The NSA's Kubernetes Hardening Guidance in 5

The National Security Agency (NSA) in collaboration with the Cybersecurity and Infrastructure Security Agency (CISA) of the United States has just released a hardening Guidance for Kubernetes. This document provides an excellent overview of the complex Kubernetes infrastructure, known threats and “descriptive” level hardening recommendations. Let’s dive in.

Why Do We Need This?

The proliferation of Kubernetes across enterprise is growing exponentially. Kubernetes “simplifies” the orchestration and deployment of containerized applications, supports modern day architectures such as microservices and provides highly desired elasticity for workloads. However, I put “simplifies” in quotes because while the solution does streamline a plethora of tasks once done manually with several different technologies, it is far from simple or turn-key to deploy and manage securely.

As enterprises continue to move business critical workloads onto modern day solutions such as Kubernetes, cyber criminals are adjusting their attack patterns to take advantage of these poorly deployed and insecure Kubernetes deployments. This guidance document has been published to increase awareness of the problem and enable companies to improve their security posture.

What are the Threats?

The document outlines that most attacks that are being observed against insecure Kubernetes Infrastructure are focused on stealing data and/or stealing computing resources for cryptomining with a smaller observation of service interruption (denial of service). However, it is worth nothing that the compute theft incident types are more of a nuisance and the real threats of stealing data and compromising the DevOps infrastructure to embed malicious code will continue to become a larger problem with greater impacts.

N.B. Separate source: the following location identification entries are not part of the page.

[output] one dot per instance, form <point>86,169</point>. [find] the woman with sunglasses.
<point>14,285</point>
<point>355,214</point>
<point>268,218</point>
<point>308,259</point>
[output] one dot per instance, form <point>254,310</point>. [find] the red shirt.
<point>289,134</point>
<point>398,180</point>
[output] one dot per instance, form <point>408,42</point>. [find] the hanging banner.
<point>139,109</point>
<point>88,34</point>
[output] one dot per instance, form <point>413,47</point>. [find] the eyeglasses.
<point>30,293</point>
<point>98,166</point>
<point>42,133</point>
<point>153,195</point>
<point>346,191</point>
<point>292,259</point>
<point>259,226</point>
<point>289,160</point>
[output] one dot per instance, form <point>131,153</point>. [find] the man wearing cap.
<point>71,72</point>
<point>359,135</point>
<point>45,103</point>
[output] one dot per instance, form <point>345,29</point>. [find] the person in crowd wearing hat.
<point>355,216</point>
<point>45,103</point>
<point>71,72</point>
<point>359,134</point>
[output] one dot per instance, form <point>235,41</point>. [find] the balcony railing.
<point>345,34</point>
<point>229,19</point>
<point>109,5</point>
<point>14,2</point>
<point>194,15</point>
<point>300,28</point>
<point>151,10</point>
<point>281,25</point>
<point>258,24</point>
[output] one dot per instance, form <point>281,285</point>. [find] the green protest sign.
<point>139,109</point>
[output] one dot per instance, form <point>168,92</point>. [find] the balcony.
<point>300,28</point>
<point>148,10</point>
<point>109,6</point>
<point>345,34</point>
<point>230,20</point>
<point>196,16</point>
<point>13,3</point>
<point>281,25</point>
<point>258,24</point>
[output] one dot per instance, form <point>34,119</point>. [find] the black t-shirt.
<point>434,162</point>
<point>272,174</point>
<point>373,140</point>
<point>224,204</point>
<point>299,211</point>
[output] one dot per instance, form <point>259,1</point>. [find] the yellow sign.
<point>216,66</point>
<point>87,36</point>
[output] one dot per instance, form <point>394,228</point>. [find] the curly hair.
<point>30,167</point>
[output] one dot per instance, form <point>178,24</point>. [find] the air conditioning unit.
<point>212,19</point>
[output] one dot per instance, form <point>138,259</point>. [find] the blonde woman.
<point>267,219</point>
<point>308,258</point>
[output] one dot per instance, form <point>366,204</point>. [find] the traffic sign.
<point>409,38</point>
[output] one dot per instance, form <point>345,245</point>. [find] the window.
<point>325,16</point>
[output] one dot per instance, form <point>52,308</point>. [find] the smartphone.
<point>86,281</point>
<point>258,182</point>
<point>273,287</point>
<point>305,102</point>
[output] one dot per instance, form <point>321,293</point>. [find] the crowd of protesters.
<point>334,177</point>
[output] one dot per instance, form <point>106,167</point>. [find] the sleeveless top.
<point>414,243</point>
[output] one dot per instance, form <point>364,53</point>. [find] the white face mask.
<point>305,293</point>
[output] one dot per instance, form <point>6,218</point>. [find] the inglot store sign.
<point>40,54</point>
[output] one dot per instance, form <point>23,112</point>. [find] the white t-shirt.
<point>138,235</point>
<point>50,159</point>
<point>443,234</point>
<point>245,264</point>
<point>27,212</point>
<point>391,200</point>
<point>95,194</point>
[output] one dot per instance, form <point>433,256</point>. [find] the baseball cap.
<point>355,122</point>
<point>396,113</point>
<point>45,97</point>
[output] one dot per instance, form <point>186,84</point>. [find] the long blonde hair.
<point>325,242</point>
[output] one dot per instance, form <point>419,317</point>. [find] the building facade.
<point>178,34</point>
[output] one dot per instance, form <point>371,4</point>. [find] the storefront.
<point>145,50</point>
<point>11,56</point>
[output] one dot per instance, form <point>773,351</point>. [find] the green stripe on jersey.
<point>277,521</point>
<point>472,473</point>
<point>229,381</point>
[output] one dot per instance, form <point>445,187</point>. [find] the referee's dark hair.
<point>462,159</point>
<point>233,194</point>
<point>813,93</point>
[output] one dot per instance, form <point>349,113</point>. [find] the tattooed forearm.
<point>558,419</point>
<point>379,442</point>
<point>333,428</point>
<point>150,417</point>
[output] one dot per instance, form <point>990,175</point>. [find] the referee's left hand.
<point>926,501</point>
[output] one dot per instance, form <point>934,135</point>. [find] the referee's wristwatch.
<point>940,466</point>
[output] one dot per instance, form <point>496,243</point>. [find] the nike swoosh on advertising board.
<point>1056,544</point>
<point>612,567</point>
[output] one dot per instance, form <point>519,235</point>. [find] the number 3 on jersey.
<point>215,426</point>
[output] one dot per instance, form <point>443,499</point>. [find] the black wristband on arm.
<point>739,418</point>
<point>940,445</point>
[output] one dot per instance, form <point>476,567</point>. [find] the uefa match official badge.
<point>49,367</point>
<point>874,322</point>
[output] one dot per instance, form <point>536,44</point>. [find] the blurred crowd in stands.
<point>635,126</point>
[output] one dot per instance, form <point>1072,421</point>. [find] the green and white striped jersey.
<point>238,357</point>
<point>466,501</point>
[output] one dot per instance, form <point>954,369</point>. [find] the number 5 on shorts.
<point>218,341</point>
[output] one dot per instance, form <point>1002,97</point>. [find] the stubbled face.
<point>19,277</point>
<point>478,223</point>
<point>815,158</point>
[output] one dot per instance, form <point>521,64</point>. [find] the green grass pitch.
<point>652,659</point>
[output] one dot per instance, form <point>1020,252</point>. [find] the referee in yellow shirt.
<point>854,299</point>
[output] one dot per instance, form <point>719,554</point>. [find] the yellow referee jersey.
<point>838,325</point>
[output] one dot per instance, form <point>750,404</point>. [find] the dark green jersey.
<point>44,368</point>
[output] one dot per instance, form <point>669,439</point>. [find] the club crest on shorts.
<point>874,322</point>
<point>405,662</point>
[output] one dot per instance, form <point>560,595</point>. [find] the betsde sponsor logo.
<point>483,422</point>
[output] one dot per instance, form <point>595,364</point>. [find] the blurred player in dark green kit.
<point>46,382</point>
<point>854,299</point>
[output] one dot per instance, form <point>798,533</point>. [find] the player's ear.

What are the Recommendations?

At a high-level the guidance breaks down recommendations into securing the pods, leveraging network separation capabilities, properly implementing authentication and authorization, logging and monitoring and software life cycle management such as patching, updates and upgrades.

What about CIS Benchmarks?

The Kubernetes Hardening Guidance is 59 pages and does a good job of identifying the problem and providing some “descriptive” level recommendations. However, this newly released document recommends leveraging the Centre for Internet Security (CIS) Benchmark for Kubernetes for actual control implementation as it is much more comprehensive, prescriptive, measurable and sitting at a easy 299 page weekend read.

What about the Azure Kubernetes Service?

Not only does CIS offer a Kubernetes Benchmark but also an Azure Kubernetes Service (AKS) guidance. In the AKS Benchmark document, it covers securing Master Components and Configurations, Worker Nodes, Policies and Managed Services. The AKS Benchmark document is about half the size of the Kubernetes Document as Master Component and Configurations are managed by Azure, resulting in a reduction of the organizations responsibility on some of the core and arguably most commonly insecure components of Kubernetes.

Did I mention the benefits of owning less with PaaS = having less to secure?